From 865e0e974268654c98a60c7496a109e69868f7de Mon Sep 17 00:00:00 2001
From: Jorrit Sandbrink <jorritsandbrink@proton.me>
Date: Thu, 12 Dec 2024 11:13:58 +0400
Subject: [PATCH] make duckdb handle iceberg table with nested types

---
 dlt/destinations/impl/filesystem/sql_client.py |  4 +++-
 tests/load/filesystem/test_sql_client.py       | 10 +++++++++-
 2 files changed, 12 insertions(+), 2 deletions(-)

diff --git a/dlt/destinations/impl/filesystem/sql_client.py b/dlt/destinations/impl/filesystem/sql_client.py
index d39f4c3431..dd1fc6a330 100644
--- a/dlt/destinations/impl/filesystem/sql_client.py
+++ b/dlt/destinations/impl/filesystem/sql_client.py
@@ -266,7 +266,9 @@ def create_views_for_tables(self, tables: Dict[str, str]) -> None:
                 self._setup_iceberg(self._conn)

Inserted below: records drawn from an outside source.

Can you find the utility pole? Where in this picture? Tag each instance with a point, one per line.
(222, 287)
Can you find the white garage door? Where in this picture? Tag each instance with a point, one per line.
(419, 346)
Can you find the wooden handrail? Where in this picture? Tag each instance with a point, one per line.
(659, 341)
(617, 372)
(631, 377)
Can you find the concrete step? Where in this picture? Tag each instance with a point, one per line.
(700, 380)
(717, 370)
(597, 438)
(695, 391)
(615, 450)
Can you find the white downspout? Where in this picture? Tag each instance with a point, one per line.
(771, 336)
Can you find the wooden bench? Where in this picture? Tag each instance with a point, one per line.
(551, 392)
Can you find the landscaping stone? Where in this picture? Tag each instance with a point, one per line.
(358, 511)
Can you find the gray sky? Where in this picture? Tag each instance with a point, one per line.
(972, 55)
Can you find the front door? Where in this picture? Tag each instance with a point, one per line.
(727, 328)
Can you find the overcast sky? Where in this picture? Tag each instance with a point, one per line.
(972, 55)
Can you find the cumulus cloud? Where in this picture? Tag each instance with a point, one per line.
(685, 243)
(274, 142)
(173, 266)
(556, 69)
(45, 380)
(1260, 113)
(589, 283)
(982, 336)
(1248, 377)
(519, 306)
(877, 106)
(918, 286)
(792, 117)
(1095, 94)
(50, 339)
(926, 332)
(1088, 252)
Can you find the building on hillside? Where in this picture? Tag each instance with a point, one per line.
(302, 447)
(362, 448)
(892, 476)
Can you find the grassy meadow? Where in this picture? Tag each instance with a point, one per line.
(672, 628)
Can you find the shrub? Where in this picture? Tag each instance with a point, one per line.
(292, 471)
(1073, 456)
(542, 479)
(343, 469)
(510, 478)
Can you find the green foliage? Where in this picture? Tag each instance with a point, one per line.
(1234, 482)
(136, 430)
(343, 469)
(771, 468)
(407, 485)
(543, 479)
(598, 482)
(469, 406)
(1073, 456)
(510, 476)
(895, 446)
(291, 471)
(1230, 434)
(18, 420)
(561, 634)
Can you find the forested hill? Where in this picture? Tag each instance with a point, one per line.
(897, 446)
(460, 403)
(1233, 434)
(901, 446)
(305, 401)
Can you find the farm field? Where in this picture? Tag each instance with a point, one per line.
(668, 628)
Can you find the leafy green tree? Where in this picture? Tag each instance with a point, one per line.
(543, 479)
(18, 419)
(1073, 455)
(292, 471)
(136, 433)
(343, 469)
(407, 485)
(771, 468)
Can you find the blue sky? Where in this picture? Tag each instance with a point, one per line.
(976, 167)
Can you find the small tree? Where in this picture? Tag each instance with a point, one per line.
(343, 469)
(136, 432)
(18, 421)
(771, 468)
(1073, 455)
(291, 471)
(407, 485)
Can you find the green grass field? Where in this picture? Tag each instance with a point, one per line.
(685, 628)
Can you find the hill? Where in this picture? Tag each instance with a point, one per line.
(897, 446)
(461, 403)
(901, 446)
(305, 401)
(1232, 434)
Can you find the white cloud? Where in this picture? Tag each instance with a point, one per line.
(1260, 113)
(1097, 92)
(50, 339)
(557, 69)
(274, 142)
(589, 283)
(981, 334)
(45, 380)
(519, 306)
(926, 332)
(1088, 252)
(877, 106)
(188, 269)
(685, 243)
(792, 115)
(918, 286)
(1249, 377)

                 metadata_path = f"{resolved_folder}/metadata"
                 last_metadata_file = _get_last_metadata_file(metadata_path, self.fs_client)
-                from_statement = f"iceberg_scan('{last_metadata_file}')"
+                # skip schema inference to make nested data types work
+                # https://github.com/duckdb/duckdb_iceberg/issues/47
+                from_statement = f"iceberg_scan('{last_metadata_file}', skip_schema_inference=True)"
             elif first_file_type == "parquet":
                 from_statement = f"read_parquet([{resolved_files_string}])"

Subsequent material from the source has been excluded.